Douglas County executives officially parted ways with the Tri-County Health Department on Tuesday, after months of conflict between the Conservative county and Colorado’s largest public health agency over COVID-19 health directives and restrictions.
The county commissioners’ vote on the decision was unanimous and expected given their clear intention last week to cut ties with Tri-County after 55 years. The National Board of Health, which serves 1.5 million people across Arapahoe, Adams and Douglas counties, voted last month to end member states’ ability to opt out of their health orders.
“Today it is about local control of public health orders,” said Commissioner Abe Laydon.
Earlier in the day, commissioners named potential members of a future Douglas County health council, a move scheduled for September 14. These five members are also two of the three commissioners – Lora Thomas and George Teal – whom Dr. Linda Fielding, Kim Muramoto and Doug Benevento.
Fielding and Muramoto currently serve as boards of health members for Tri-County, both of which represent Douglas County. Benevento was head of the Colorado Department of Public Health and Environment from 2002 to 2010 and was deputy administrator of the Environmental Protection Agency under President Trump.

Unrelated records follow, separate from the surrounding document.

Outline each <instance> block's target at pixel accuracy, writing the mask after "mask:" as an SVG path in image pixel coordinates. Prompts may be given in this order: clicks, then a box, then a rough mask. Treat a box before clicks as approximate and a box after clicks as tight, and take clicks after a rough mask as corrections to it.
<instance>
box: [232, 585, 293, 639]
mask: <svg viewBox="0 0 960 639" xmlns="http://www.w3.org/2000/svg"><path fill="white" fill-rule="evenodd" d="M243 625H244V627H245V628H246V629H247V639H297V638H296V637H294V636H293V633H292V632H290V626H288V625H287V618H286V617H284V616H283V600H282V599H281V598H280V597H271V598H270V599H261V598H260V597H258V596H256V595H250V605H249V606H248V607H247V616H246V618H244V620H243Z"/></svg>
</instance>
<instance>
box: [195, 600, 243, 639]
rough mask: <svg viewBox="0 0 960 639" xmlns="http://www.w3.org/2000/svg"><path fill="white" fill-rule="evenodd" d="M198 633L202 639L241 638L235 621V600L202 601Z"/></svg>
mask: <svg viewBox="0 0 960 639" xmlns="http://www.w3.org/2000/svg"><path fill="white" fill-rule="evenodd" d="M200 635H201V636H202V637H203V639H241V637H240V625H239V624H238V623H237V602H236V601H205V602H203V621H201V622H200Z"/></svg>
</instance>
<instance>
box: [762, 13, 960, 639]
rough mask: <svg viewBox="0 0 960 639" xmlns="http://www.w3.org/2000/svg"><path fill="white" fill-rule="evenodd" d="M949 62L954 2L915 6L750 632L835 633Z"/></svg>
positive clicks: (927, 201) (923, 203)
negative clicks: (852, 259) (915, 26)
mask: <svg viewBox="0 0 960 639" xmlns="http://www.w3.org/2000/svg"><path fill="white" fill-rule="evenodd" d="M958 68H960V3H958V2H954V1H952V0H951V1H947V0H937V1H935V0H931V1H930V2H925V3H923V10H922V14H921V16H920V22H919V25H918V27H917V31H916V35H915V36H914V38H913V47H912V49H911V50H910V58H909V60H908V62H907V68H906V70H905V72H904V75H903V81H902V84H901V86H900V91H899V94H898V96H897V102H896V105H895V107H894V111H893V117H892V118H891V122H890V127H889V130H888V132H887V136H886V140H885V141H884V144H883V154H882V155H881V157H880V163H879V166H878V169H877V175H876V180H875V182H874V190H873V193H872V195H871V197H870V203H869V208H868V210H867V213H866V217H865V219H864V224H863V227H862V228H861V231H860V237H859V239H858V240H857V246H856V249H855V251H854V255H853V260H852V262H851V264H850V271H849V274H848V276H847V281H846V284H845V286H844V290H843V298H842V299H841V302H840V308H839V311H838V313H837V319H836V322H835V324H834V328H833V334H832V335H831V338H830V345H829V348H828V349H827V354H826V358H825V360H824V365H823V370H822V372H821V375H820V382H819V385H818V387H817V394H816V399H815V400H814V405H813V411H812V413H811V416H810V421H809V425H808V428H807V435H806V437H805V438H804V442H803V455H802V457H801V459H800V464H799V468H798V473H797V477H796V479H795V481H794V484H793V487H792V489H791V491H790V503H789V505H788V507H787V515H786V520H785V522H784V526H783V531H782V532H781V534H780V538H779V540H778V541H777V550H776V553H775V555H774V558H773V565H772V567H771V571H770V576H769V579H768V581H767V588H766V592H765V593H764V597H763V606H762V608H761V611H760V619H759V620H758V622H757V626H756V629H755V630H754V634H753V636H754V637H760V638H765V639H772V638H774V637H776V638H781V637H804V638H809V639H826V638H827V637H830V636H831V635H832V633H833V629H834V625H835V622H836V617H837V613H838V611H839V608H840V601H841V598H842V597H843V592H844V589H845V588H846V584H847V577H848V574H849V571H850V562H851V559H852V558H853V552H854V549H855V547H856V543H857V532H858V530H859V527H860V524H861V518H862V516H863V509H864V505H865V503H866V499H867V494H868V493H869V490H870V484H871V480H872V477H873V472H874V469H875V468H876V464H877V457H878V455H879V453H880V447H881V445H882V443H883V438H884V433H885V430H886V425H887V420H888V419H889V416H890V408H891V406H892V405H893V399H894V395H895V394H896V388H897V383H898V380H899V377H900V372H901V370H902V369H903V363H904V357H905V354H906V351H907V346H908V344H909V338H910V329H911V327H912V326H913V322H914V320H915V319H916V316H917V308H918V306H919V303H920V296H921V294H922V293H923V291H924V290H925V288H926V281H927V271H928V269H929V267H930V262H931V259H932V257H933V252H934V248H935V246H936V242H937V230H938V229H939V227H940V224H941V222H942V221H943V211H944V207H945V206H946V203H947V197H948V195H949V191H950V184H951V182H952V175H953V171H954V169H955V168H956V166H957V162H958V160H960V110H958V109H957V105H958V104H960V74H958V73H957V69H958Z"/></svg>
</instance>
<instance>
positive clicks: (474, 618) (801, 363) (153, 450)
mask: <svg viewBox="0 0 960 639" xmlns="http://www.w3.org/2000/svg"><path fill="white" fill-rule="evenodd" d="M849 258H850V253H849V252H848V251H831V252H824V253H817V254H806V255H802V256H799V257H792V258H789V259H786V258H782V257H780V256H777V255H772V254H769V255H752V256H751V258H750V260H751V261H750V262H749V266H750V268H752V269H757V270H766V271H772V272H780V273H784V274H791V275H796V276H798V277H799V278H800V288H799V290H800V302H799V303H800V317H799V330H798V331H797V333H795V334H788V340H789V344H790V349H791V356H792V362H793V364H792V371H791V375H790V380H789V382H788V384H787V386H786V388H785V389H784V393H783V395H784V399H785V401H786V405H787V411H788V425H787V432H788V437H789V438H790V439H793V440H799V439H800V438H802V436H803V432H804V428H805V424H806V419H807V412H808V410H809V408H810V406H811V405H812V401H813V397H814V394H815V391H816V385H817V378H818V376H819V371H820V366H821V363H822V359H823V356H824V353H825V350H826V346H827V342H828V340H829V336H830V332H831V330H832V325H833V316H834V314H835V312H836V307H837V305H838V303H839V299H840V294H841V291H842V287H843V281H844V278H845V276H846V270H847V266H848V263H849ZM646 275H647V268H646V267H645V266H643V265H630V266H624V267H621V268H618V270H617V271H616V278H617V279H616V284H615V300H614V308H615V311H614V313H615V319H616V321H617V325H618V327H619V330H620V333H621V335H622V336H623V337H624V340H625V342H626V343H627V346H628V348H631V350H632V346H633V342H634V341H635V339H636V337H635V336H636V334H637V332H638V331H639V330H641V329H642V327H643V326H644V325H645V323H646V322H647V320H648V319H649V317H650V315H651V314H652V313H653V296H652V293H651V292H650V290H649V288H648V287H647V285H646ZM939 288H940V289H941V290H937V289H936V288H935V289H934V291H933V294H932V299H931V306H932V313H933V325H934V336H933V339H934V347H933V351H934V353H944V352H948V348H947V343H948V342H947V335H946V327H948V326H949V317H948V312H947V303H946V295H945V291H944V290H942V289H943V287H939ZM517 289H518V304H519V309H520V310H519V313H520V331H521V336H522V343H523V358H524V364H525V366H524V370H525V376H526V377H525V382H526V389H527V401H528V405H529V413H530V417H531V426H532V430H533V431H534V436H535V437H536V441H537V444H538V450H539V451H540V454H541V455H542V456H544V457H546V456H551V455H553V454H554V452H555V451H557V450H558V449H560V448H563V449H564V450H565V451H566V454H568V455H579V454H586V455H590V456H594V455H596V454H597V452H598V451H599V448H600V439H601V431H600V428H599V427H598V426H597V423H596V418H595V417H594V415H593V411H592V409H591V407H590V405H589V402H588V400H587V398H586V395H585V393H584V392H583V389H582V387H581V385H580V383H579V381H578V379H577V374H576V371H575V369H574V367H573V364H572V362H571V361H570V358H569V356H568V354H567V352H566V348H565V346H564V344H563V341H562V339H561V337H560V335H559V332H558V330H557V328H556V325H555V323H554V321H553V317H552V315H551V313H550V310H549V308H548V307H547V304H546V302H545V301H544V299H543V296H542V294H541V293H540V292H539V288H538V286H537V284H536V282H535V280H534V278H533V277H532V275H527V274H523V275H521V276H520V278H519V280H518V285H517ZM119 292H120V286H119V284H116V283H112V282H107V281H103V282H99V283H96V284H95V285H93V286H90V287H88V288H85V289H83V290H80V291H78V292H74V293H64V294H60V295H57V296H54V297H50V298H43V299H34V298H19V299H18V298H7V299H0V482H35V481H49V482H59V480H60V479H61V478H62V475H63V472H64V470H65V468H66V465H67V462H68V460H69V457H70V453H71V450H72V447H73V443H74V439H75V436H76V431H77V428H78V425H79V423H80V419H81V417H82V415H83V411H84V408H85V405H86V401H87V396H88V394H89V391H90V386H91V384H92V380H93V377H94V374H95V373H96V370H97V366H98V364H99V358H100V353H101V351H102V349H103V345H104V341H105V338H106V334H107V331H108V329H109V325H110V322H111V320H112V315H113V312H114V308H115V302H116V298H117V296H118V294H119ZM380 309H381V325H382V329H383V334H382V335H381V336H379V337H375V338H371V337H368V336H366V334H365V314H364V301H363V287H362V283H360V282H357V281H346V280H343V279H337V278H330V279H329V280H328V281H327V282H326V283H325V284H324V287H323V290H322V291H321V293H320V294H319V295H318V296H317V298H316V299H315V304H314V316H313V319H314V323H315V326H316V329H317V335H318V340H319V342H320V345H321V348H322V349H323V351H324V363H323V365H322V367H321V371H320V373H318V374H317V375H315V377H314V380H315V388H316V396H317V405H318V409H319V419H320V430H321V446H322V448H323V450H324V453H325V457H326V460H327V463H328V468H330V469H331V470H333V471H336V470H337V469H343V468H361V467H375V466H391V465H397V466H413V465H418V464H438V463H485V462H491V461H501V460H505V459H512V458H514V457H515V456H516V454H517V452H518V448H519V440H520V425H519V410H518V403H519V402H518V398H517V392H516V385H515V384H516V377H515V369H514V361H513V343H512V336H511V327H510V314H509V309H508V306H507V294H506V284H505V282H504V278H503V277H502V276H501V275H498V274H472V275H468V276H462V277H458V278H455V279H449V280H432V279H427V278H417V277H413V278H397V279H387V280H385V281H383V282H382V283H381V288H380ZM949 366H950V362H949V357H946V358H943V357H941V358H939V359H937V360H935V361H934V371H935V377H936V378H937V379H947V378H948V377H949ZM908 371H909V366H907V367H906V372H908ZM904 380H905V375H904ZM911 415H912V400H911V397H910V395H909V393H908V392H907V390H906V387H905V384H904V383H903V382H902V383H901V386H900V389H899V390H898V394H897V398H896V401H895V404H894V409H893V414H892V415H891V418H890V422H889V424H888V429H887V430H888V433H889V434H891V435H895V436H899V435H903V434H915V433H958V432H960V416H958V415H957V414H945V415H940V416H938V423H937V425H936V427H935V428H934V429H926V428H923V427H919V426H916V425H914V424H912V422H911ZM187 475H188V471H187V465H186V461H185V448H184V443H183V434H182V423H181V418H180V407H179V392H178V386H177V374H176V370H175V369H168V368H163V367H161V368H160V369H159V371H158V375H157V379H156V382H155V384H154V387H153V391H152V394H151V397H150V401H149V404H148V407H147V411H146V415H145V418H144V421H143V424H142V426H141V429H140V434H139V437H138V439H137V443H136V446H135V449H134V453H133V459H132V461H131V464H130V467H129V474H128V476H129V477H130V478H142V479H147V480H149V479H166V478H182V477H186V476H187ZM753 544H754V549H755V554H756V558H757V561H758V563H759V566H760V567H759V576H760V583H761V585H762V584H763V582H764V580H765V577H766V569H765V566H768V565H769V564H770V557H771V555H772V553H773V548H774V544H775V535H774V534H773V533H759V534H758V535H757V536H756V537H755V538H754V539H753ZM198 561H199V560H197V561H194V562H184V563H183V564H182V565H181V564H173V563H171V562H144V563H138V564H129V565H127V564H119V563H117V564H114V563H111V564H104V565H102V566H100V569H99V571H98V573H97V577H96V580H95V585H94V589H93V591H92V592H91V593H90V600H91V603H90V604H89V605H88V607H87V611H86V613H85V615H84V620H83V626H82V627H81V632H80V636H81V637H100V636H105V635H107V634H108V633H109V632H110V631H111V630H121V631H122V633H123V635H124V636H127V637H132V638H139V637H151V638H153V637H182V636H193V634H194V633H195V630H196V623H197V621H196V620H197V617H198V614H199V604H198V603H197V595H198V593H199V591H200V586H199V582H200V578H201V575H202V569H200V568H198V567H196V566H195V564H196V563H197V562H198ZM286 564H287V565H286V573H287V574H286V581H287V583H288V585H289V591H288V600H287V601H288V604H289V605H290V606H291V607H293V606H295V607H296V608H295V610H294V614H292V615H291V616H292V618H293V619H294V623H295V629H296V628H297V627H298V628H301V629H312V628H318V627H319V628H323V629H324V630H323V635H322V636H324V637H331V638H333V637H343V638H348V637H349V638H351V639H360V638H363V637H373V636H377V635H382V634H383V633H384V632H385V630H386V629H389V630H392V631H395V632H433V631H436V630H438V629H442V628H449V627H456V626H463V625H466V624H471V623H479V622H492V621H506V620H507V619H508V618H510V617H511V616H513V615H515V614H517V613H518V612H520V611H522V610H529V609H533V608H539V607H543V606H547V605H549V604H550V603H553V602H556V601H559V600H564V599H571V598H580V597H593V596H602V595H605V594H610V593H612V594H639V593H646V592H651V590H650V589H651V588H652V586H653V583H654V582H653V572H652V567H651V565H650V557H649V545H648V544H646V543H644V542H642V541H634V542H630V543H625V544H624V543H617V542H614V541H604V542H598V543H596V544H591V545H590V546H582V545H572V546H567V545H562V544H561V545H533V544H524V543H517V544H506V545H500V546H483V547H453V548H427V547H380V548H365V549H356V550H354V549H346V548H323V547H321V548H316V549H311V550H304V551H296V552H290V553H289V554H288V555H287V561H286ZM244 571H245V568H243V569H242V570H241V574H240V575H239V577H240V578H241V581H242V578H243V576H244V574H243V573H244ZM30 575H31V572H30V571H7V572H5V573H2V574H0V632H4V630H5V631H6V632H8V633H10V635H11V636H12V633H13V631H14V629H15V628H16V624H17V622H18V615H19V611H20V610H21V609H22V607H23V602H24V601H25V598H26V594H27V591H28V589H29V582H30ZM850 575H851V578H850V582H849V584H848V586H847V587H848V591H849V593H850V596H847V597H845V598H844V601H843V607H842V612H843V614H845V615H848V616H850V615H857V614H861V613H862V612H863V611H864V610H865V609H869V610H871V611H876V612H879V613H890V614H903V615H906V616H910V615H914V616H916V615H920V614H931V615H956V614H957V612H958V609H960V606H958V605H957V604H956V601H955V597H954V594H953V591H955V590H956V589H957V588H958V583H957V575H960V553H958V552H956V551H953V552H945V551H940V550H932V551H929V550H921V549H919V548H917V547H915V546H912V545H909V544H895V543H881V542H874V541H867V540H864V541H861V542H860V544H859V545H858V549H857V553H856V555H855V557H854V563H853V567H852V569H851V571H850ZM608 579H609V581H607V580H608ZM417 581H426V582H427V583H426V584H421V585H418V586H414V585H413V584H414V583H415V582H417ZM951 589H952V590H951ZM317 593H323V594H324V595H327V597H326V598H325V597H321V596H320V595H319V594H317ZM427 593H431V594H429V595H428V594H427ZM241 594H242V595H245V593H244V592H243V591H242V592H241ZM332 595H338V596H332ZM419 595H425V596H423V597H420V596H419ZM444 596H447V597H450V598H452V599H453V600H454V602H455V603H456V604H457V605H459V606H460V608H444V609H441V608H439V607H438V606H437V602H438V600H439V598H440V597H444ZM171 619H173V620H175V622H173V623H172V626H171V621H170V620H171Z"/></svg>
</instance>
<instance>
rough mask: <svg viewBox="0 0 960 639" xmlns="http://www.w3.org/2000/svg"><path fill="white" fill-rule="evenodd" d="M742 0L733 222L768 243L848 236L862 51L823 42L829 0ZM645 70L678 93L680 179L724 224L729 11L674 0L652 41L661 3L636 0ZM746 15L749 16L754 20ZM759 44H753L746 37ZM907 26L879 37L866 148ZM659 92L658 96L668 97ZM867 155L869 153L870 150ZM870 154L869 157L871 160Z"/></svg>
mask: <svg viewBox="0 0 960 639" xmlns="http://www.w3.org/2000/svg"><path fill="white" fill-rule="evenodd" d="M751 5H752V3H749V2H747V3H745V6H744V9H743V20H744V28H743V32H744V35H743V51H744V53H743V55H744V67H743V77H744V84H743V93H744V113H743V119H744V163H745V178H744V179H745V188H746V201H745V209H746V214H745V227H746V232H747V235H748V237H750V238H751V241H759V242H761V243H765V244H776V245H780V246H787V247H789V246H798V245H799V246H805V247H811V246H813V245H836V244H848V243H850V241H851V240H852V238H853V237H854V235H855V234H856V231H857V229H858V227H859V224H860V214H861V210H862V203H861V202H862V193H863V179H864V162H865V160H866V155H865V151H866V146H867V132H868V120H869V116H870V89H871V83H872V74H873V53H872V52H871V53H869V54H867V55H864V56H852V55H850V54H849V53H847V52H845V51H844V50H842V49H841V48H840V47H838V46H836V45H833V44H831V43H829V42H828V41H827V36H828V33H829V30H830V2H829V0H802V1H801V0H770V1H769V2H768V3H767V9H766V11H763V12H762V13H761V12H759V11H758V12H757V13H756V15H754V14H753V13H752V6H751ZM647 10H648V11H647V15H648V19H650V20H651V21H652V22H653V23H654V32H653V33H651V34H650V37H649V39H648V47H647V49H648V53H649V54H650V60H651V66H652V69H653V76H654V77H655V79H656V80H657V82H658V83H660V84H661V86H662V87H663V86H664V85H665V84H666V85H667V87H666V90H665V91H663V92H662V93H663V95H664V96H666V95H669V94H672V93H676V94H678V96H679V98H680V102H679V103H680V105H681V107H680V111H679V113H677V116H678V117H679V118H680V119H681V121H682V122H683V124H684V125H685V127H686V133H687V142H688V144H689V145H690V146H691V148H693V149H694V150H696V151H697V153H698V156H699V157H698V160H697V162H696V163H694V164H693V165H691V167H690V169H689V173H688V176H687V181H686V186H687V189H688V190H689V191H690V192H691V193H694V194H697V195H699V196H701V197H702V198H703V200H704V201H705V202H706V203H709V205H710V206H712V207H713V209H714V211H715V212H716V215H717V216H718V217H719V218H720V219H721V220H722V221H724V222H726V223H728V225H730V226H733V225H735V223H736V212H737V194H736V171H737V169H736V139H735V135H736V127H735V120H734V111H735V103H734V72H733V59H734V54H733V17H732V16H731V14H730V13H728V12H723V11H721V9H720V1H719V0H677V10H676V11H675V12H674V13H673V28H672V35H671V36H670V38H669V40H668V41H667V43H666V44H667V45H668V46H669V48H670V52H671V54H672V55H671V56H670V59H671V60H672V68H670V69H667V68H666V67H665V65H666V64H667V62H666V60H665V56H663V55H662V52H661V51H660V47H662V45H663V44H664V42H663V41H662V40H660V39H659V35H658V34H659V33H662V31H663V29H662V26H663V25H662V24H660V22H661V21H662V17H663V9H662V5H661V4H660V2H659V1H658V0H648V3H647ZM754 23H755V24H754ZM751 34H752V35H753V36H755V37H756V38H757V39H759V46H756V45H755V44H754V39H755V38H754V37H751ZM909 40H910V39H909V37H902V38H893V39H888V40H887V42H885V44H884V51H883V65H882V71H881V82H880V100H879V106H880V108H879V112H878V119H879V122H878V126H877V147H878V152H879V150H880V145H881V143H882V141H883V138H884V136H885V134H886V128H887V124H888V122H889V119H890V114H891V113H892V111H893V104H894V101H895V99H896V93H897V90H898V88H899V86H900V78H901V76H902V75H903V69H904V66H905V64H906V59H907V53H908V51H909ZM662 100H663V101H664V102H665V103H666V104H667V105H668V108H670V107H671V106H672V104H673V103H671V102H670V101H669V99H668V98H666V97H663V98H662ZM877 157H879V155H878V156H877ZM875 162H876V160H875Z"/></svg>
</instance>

Douglas County’s decision Tuesday was preceded by an hour-long public commentary in which some residents wondered if the county was fiscally responsible. The county pays $ 2.5 million annually to Tri-County, and several residents asked if Douglas County would be able to provide the same level of service at a comparable price.
Residents backing the move said they had grown tired of tough-handed health orders from Tri-County, particularly the requirement that children 2 and older wear masks to school. They pointed to the fact that there are no current pediatric hospital admissions in Douglas County for COVID-19 as evidence that Tri-County used a one-size-fits-all approach to pandemic control.
“Our children are the least vulnerable to this disease, and somehow they are most punished,” said Lisa Trietley, a Castle Rock mother.